Digital Finance and Risks
The study also points to the growing adoption of digital financial services. Among digital banking users, 46% bank with purely digital institutions, and 56% used 'buy now, pay later' services. Nearly a quarter (23%) also uses digital or fintech providers.
Nevertheless, the rise in digital participation is accompanied by growing concerns about fraud and cybercrime. Over half of respondents (56%) reported being targeted by online, email, phone, or SMS scams in the last three months. The most common type of fraud is voice phishing (vishing), affecting 34% of victims, followed by SMS phishing (smishing) at 33%, and email phishing at 31%.

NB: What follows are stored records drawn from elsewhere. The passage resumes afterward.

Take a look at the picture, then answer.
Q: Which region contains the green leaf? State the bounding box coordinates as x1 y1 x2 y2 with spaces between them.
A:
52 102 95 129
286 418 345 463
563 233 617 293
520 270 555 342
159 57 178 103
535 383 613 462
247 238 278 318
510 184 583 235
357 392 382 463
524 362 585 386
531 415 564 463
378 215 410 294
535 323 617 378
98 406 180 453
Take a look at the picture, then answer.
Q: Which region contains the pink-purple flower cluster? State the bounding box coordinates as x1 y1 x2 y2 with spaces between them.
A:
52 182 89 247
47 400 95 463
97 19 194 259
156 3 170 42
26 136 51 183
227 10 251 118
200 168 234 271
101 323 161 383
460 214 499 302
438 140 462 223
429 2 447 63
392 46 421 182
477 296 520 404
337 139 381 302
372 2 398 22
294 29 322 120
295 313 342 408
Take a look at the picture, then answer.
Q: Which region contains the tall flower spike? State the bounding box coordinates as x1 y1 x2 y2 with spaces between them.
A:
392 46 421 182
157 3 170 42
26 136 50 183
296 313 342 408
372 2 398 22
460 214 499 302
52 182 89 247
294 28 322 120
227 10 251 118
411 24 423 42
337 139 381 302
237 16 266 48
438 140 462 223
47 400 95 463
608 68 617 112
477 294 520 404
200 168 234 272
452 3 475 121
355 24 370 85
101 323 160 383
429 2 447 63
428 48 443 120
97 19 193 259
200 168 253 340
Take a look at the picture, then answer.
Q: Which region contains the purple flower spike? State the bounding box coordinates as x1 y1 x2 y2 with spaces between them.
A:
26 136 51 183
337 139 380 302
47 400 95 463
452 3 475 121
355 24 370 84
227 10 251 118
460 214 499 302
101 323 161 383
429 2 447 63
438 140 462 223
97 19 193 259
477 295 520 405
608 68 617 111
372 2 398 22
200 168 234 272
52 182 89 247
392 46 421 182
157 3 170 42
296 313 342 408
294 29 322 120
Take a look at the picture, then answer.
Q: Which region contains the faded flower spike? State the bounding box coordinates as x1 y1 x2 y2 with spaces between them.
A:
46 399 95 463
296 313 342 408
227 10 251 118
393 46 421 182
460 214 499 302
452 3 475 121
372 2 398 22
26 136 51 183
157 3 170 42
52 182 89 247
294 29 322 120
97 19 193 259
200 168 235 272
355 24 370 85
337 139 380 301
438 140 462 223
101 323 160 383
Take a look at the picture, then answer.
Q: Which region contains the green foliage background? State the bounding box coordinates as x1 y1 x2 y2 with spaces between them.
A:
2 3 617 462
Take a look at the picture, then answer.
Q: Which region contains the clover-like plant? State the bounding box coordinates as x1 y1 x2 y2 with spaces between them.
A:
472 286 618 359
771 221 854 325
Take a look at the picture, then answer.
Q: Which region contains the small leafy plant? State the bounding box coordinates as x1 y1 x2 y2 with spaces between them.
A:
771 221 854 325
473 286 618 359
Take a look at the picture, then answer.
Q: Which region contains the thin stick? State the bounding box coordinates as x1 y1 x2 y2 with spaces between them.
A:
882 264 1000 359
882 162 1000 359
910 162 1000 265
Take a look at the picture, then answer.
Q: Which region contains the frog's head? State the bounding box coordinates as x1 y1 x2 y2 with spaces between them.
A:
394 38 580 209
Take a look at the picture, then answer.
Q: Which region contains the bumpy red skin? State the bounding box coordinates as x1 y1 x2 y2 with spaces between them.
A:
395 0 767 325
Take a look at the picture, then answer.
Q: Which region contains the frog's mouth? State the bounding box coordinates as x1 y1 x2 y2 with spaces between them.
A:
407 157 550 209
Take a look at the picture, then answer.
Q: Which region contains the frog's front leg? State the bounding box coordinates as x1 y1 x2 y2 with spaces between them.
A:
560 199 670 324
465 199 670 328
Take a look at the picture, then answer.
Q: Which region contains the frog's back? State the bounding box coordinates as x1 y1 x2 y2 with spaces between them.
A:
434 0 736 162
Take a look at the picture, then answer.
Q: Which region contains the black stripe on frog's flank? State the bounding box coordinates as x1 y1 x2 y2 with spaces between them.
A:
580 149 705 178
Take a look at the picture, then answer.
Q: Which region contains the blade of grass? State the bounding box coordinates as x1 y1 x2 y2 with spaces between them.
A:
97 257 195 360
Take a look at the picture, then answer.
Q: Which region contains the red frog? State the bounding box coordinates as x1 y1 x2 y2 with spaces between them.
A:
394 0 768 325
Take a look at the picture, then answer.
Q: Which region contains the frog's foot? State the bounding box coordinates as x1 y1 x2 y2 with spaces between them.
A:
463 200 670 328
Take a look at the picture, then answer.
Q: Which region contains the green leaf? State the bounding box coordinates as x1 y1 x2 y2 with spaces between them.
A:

Furthermore, 26% of respondents reported being informed that their personal information or online account data was exposed due to a data breach in the previous three months. Consumers are taking steps to enhance their online security: more than half (53%) change passwords in response to cybersecurity issues, 37% check their credit reports, and 12% purchase antivirus or internet protection software.
Seeking Financial Control
Despite the challenging economic environment, the study shows that South Africans are actively managing their financial well-being. More than a third (34%) monitor their credit reports monthly, 13% do so weekly, and 6% do so daily. More than half of respondents (52%) believe their credit score will improve if lenders consider additional financial information beyond traditional credit reports, including rent payment history, 'buy now, pay later' transactions, and short-term loan repayments.
Overall, the latest Consumer Pulse Study from TransUnion paints a picture of resilience tempered by growing financial constraints. South African households continue to adapt by cutting non-essential spending, managing debt more carefully, and seeking greater control over their finances; however, persistent inflation and the rising cost of living continue to test their ability to withstand further economic shocks.